今回はエントリー台数が27台と、今年最多となったので、タイトラは重要です。
ポールポジションを獲得したドライバーはランキングでは関係のないドライバーなので、僕とタイトル争いをしている鈴鹿のライバルは僕の後ろからのスタートになりました。
予選がスタートして、僕はトップに立ちますが、スピードがある訳ではないので、当然、抜かれたりもします。
しかし、すぐに抜き返して、そのままトップを走ります。
残り2周となったところで、2位のドライバーに1コーナーで抜かれて、順位を下げます。
ストレートの速い、そのドライバーの直後に付けますが、ファイナルラップの裏ストレートで離されて、抜ける間合いではなくなってしまい、「これは2位かな?」と思ったところで、トップの選手が3コーナーでオーバーランをします。
抜く気が無かった僕ですが、ガラ空きのインに自然にカートは向いていて、トップに立てるかと思ったのですが、急激にインを閉められて接触してしまいます。
かなりの衝撃でフレームが曲がったらしく、右コーナーがまったく曲がりません。
接触直後の失速で3位に落ち、最終コーナーまでなんとか走りますが、アウト側から抜きに来たドライバーに激しくぶつけられて、2台共にスピンでコースを塞ぐ形になってしまいます。
直後を走っていたドライバーさん達は頑張ってよけてくれたのですが、次々と向かってくるカートの中の1台が真正面から僕に衝突して、僕のカートは大破してしまいます。

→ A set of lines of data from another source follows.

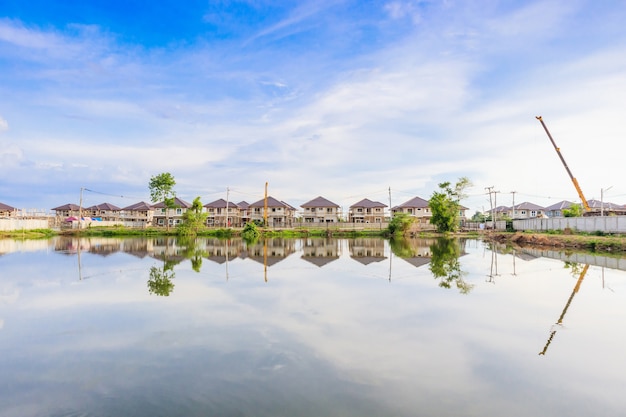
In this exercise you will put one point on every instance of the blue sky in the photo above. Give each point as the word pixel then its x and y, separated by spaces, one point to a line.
pixel 344 99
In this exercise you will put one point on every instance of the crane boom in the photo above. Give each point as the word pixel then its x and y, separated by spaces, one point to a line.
pixel 558 151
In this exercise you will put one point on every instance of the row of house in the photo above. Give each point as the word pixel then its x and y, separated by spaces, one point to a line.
pixel 529 210
pixel 223 213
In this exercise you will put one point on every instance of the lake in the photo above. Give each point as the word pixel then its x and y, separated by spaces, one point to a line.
pixel 308 327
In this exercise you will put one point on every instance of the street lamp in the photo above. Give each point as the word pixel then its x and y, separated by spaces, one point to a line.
pixel 602 190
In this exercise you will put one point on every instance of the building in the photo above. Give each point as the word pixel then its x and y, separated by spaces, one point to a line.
pixel 223 214
pixel 7 211
pixel 416 207
pixel 104 212
pixel 320 210
pixel 367 211
pixel 173 216
pixel 141 212
pixel 279 213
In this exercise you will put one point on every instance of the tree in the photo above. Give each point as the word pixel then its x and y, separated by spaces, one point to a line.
pixel 162 189
pixel 399 224
pixel 445 205
pixel 194 218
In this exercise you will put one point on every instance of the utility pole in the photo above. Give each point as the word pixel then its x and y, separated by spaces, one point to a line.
pixel 390 213
pixel 513 192
pixel 227 210
pixel 489 190
pixel 265 207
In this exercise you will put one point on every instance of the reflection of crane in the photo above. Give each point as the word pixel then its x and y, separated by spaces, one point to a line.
pixel 569 301
pixel 558 151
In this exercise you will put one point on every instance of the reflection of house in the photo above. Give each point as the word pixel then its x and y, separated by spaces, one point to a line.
pixel 139 212
pixel 271 251
pixel 7 211
pixel 67 210
pixel 244 212
pixel 320 251
pixel 320 210
pixel 367 250
pixel 279 214
pixel 367 211
pixel 174 215
pixel 104 211
pixel 416 207
pixel 221 250
pixel 223 213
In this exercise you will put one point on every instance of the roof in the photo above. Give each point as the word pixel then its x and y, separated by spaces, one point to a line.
pixel 221 203
pixel 319 202
pixel 177 202
pixel 142 205
pixel 415 202
pixel 69 206
pixel 368 204
pixel 271 202
pixel 104 206
pixel 559 206
pixel 528 206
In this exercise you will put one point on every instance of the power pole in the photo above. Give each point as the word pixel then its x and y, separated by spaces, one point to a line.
pixel 489 190
pixel 265 207
pixel 513 192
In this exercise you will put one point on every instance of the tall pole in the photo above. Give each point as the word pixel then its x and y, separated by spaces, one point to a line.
pixel 265 207
pixel 513 213
pixel 493 224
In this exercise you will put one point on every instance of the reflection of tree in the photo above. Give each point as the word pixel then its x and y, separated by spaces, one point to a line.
pixel 160 281
pixel 401 247
pixel 445 264
pixel 192 252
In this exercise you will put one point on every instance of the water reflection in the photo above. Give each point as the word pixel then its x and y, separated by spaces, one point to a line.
pixel 581 271
pixel 327 334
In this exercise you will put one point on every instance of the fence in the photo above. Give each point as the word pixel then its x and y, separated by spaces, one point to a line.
pixel 605 224
pixel 13 224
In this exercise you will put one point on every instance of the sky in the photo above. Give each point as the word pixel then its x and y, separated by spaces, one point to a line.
pixel 347 100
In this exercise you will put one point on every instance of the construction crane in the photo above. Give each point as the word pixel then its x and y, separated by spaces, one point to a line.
pixel 559 322
pixel 558 151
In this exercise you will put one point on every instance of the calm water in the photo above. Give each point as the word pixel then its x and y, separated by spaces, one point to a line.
pixel 308 327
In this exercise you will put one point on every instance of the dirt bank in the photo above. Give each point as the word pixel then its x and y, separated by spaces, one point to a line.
pixel 586 242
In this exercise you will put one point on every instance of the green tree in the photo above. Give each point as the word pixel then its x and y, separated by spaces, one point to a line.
pixel 162 189
pixel 575 210
pixel 160 281
pixel 399 224
pixel 445 205
pixel 193 219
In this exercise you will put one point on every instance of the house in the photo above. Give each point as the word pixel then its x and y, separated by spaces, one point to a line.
pixel 279 213
pixel 174 216
pixel 68 210
pixel 526 210
pixel 7 211
pixel 222 213
pixel 416 207
pixel 367 211
pixel 104 211
pixel 141 212
pixel 320 210
pixel 244 212
pixel 556 210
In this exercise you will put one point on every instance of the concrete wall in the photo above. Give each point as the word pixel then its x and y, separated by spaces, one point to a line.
pixel 12 224
pixel 606 224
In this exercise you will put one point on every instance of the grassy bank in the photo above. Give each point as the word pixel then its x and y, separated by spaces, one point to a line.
pixel 590 242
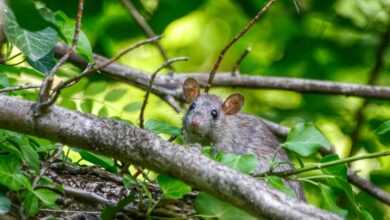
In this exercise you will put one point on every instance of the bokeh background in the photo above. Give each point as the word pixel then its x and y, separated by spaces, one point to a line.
pixel 330 40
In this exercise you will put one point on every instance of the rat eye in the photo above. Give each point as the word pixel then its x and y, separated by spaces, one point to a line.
pixel 214 114
pixel 192 106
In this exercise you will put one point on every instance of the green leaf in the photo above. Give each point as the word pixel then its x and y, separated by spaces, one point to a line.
pixel 10 175
pixel 132 107
pixel 31 204
pixel 48 197
pixel 172 188
pixel 87 105
pixel 114 95
pixel 129 181
pixel 160 127
pixel 67 26
pixel 103 112
pixel 4 82
pixel 329 201
pixel 213 208
pixel 365 215
pixel 5 204
pixel 244 163
pixel 35 45
pixel 45 64
pixel 305 139
pixel 278 183
pixel 95 88
pixel 105 162
pixel 110 212
pixel 338 170
pixel 383 132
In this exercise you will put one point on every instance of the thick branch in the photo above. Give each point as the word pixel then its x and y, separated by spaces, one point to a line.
pixel 171 86
pixel 128 143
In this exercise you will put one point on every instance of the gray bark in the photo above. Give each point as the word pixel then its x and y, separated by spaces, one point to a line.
pixel 128 143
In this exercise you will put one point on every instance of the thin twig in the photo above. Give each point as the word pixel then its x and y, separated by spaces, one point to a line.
pixel 91 69
pixel 145 102
pixel 171 86
pixel 236 67
pixel 21 87
pixel 48 81
pixel 234 40
pixel 326 164
pixel 373 78
pixel 141 21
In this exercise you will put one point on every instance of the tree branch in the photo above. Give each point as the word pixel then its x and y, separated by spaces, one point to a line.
pixel 128 143
pixel 171 86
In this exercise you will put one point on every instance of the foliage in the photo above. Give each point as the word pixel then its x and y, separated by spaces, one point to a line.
pixel 331 40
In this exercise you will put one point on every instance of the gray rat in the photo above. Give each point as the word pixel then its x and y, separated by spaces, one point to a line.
pixel 208 120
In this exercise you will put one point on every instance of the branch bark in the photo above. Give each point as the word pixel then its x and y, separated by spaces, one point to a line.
pixel 171 85
pixel 128 143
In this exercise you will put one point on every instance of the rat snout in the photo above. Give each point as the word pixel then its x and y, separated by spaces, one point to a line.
pixel 195 122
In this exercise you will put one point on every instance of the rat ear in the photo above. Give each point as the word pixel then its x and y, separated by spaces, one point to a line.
pixel 233 104
pixel 191 90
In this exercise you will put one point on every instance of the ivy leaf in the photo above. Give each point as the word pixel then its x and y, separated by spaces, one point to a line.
pixel 44 64
pixel 114 95
pixel 5 204
pixel 30 204
pixel 4 82
pixel 105 162
pixel 244 163
pixel 48 197
pixel 278 183
pixel 35 45
pixel 172 188
pixel 109 213
pixel 337 170
pixel 383 132
pixel 160 127
pixel 213 208
pixel 132 107
pixel 10 175
pixel 103 112
pixel 87 105
pixel 65 26
pixel 329 201
pixel 305 139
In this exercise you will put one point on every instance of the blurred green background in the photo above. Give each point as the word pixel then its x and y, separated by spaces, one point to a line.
pixel 331 40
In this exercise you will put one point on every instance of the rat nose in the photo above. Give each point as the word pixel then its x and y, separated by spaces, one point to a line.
pixel 195 122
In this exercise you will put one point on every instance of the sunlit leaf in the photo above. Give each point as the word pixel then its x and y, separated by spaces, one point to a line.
pixel 278 183
pixel 5 204
pixel 383 132
pixel 48 197
pixel 114 95
pixel 305 139
pixel 172 188
pixel 35 45
pixel 329 201
pixel 132 107
pixel 109 213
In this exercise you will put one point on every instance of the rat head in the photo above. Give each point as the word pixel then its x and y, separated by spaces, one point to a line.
pixel 207 113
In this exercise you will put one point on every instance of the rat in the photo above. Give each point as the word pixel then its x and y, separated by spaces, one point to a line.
pixel 211 121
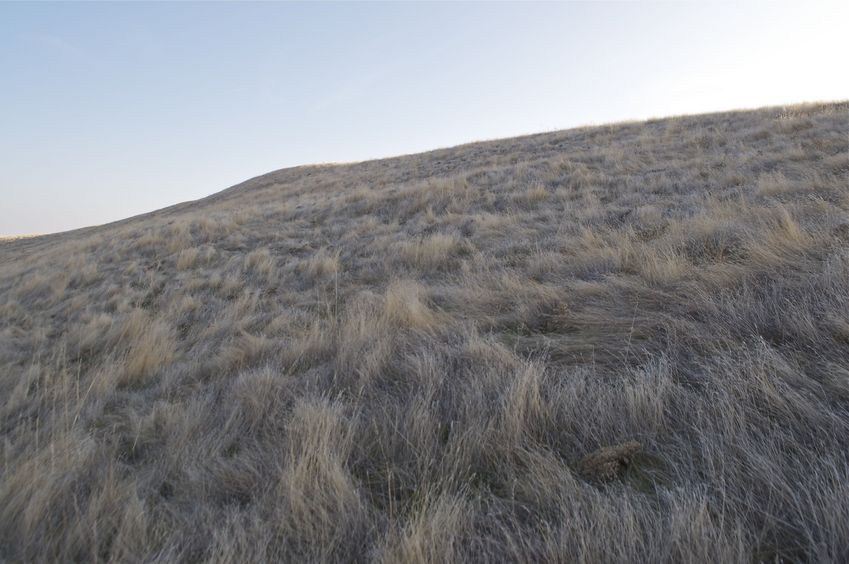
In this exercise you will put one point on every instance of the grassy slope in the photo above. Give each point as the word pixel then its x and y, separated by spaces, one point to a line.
pixel 406 359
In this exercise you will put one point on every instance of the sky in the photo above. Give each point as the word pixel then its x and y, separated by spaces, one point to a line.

僕は腰と尾てい骨を打ちつけますが、クラッシュ直後はアドレナリンのせいで、痛みはまったく感じずにいました。(お昼休みが終わる頃には、酷く痛み始めて、現在は座っていられないほど痛いです。シートも割れていたので当然ですね。)この混乱を上手く切り抜けたニシ君の決勝グリッドは8位です。
僕のカートはフレームが激しく持ち上がってしまっていて、ホイールベースも大幅に狂ってしまいましたし、絞りの部分はペシャンコにつぶれていました。
激しいクラッシュに沢山の人が僕の様子を見に来てくれましたが、シャーシーの損傷の酷さにすっかり同情されてしまいました。当然、決勝リタイヤによって、タイトル獲得も不可能になる事から、慰めの言葉をかけてくれる人もいました。
最終コーナーで接触したドライバーは車検場でも謝ってくれましたし、パドックに戻ってからも現れて、重ねて謝罪を受けました。
直接、タイトルを争っていた相手だけに、咄嗟の判断で起きたアクシデントだったと思いますし、済んだ事ですから、仕方ありません。ただ、まだ予選だった事を考えると、残念な接触だったと思います。
そんな訳で、メカのとくさんと、「どこまで、バラす?」と使えるパーツの選別をする形でしたが、だんだんと、このままリタイヤして決勝をコンクリートウオールから見守るのは、なんだかとても悔しくなって来て、ダメでも良いので、なんとか直せる部分は直して、グリッドには付きたいと思い、とくさんやすーさん、チームのみんなの手を借りて、ダメもとの修復作業を開始します。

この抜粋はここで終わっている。